The great thing about being in this space of confusion, embarrassment, optimism, and openness is you are here. You are here, open, and ready to fully love, embrace, and know your full self. This process of getting to know your full self is challenging and empowering. 

When I realized I was lost in the sauce, I carved out time to spend with myself each day so that I could journal, practice yoga, and meditation. (click here if you would like to read about how to carve out a consistent “me time”). I also started to follow more psychologist who spoke about healing from trauma. A few that I follow are: Dr. Joy Harden-Bradford, founder of Therapy for Black Girls, Dr. Nicole LePera, the holistic psychologist, and Dr. Adia Gooden. All three are licensed clinical psychologist and work to help individuals heal and unapologetically love themselves.  I also, worked to release all that was no longer serving me. For me that was old definitions of success, self-worth, vulnerability, and mothering. While releasing these beliefs did not happen overnight, I became very focused on listening to the ideas that popped in my mind and how I wanted to address them (or not).

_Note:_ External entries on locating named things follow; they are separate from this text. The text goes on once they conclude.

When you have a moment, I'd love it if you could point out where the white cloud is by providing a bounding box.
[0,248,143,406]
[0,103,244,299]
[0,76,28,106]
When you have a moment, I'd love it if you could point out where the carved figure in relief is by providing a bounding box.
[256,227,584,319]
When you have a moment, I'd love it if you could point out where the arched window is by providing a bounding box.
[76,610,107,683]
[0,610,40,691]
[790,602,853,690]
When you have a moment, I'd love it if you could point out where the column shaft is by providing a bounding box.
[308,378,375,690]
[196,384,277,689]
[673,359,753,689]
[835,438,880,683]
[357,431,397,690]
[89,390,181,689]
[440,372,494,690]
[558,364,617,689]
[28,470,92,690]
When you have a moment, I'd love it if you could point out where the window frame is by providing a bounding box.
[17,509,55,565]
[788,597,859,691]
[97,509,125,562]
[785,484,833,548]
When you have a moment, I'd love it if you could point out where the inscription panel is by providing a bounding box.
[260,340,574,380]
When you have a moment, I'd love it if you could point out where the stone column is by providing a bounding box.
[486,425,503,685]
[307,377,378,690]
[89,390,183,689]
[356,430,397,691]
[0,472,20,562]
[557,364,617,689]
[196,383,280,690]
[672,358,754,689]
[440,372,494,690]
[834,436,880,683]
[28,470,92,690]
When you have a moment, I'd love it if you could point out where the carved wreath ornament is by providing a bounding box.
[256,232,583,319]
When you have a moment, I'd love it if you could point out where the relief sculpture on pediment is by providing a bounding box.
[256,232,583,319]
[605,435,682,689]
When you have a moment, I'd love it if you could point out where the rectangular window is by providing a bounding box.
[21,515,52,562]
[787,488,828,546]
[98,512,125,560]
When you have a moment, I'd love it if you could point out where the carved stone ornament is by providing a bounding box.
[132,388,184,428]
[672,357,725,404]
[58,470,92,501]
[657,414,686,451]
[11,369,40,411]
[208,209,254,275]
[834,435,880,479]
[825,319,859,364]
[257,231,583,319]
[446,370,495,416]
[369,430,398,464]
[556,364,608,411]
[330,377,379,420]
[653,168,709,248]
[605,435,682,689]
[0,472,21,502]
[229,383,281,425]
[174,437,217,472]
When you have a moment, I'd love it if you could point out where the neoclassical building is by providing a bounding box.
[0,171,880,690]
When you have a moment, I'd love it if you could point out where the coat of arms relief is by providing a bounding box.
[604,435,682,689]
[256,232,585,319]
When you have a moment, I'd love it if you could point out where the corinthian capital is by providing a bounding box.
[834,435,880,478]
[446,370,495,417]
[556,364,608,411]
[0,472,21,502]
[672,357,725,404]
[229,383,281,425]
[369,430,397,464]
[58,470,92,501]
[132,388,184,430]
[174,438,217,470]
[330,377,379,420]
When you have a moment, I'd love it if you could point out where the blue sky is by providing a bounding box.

7 Day Challenge for Finding Yourself (FREE download below)

Again, finding yourself is not an overnight or one-time activity. It takes time to learn new ways and discover the things you love. This 7-day guide is meant to be done in 7 consecutive sessions. So, for you that may be a week at once while for others it may be 7 weeks or longer. I employ you to do what works best for you. One thing you will need to do before beginning is scheduling at least 30 minutes every day to spend time with yourself. Try to complete the suggested activities in sequential order as they build on the last.

Day One – Digital Detox – Download an app that tracks your app usage like Screen Time (iOS) or Digital Wellbeing (Android). You may be surprised at how much time you scroll throughout the day.

Day Two – Accomplishments, Regrets, Pains – During this reflection exercise, you will uncover many happy, sad, embarrassing, and downright disappointing moments. You may want to break this task into 2 or more mini sessions as this can be heavy work.

Day Three – Traits that Make You, You – Know who you are is rooted in the traits that make you, you.

Day Four – The Comparison – We are told that comparing ourselves to others is dangerous and it is. This activity forces you to compare your traits with your accomplishments, regrets, and pains. This is also a heavy activity that may require 2 or more sessions to get through.

Day Five – Celebrating You – You have come a long way! Now it is time to celebrate.

Day Six – Loves, Interests, Desires– Reflecting on what you used to love can help you tap into the things you still love. Let’s not think previous partner, but interests and things involving the 5 senses.

Day Seven – Who Are You Mirror Talk – Owning who you are can take practice and what better way than in your mirror. You must believe, love, and nurture yourself before others will.  

As you go through this self-guided challenge (click here to download the FREE Challenge Guide), you will be amazed at how you actually know yourself more than you give yourself credit. This work is simultaneously eye-opening and scary. You will face components and parts of yourself that you may have tried to suppress. Give yourself permission to feel whatever comes up. Your feelings, no matter how joyous or alarming they may be, are worth you experiencing. Going through the difficult parts helps you find the inner joy you are seeking. Try to stick with it. Skip a day if you need additional time to process. Just promise yourself you will pick it back up. You are worth getting to know.

As you start to do this work, you will start to tap into places of motherhood and womanhood that were once routine and redefine them. Knowing you helps you become a better mother, partner, friend, etc. I am so excited you have decided to take this step. I cannot wait to hear about how it is doing for you.

Now, go steep a cup of Mothering Tea, grab your journal, the Finding Yourself Challenge Guide, and get busy finding you.